Another factor, Fox said, was family. “At that time in my life, our kids were at an age where I felt like I needed to really reengage,” he explained of his two children with wife Margherita Ronchi. “I had been focused on work for some time, and [my wife] Margherita had been running the family so beautifully, but I felt like it was time to be home, and I really felt like I was retiring from the business, and working on other creative elements that are really personal to me — some music and writing.”

Last Light, which co-stars Downton Abbey‘s Joanne Froggatt, brings Fox — who also serves as an EP on the series — back to TV for the first time since Lost ended in 2010. The thriller imagines a world plunged into crisis when oil suppliers are jeopardized. A Peacock premiere date is TBD.

“I kind of got to a point where I thought that maybe the bucket list included executive producing,” he said of being lured back to acting. “I’d never done that before. The opportunity to be involved in Last Light came along, and so I wanted to give it a shot. And it felt like the right time.”

Fox’s retirement also came amid a turbulent time in his personal life. In 2011, he was accused of assaulting a female bus driver in Cleveland, Ohio. He denied the allegations and prosecutors ultimately opted not to charge him. A subsequent civil suit filed was withdrawn by the bus driver. Fox’s Lost co-star Dominic Monaghan added fuel to the fire, tweeting in May 2012 that Fox “beats women. Not isolated incidents. Often.”

He acknowledged that “it’s been a very tough year for me and my family,” adding, “It’s difficult to be accused of something you did not do.”

Fox has lived a quieter life since that time, and he may have been nervous to return to the fray, but he felt ready to reengage with television. “I’ve just spent seven years living my life with my family and pursuing things that I’m passionate about,” he said, “but storytelling is in my DNA in some way, and I felt like this form of storytelling was something that I wanted to reengage with, and see how it felt.
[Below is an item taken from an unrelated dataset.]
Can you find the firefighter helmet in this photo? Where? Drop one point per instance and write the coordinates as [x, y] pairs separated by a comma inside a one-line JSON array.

And I’m really happy that I did so – it’s been good.”

Gordon added: “I will just say it was no easy feat to lure Matthew out of retirement, and it took a project of this caliber and this cast and this important story to literally lure him because he has a beautiful life with his wife and children. And it was not easy to lure him. But we felt so privileged that we got him off the sofa.”
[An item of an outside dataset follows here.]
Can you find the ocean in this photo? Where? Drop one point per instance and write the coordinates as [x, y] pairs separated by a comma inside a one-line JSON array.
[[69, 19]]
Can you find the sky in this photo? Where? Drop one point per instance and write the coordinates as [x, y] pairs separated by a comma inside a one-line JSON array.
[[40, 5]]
Since Fox and Gordon worked together on “Party of Five,” at the start of his career, his approach to acting has evolved. “I think I approached the work in a very different way at that time. So I think it was probably not as collaborative an experience at that time, because I was pretty guarded about it all.”

He added: “But this experience was very collaborative. And it was tremendous. And we had this behemoth of a story to try to stitch together and to try to track this character through this arc over five episodes.”

He credits streaming as having “opened a whole new area of premise that only requires five chapters.” He expanded: “It’s too much story to tell in a film, but it’s not enough story to tell in even one 10 episode series. And I think it’s been really good for television, because one of the things that I’ve been frustrated with in the past is you have these premises that are kind of driven a little bit longer than they should be, right, and the audience senses when something’s being stretched thin.”

He continued: “So streaming is moving us in a direction where stories are being told in just the amount of time that they need to be told in, and that’s always going to be a very beneficial thing for storytelling.”

Gordon added: “I would just add to that by saying we were babies when we did ‘Party of Five,’ absolute babies. And in those days, television shows were shot primarily on sound stages. In this new age of the rise of fantastic streaming material around the globe, the audience’s expectations are extremely high.

“And so, what we are required to deliver is not ordinary television, but extraordinary television. And this is why it was important that we go on location, that we have extraordinary locations, that we give it global scope. We’re telling a global story. And that production value was very important to all of us to deliver our story through feature filmmaking techniques as much as possible.

“I think in the new age of television the bar is very high and we’re seeing it internationally around the globe, things that are being done everywhere – ‘Tehran,’ you know, so many fantastic series that we love in America that have been made on foreign soil. So I think it’s an extraordinary time for all of us to be in this business.”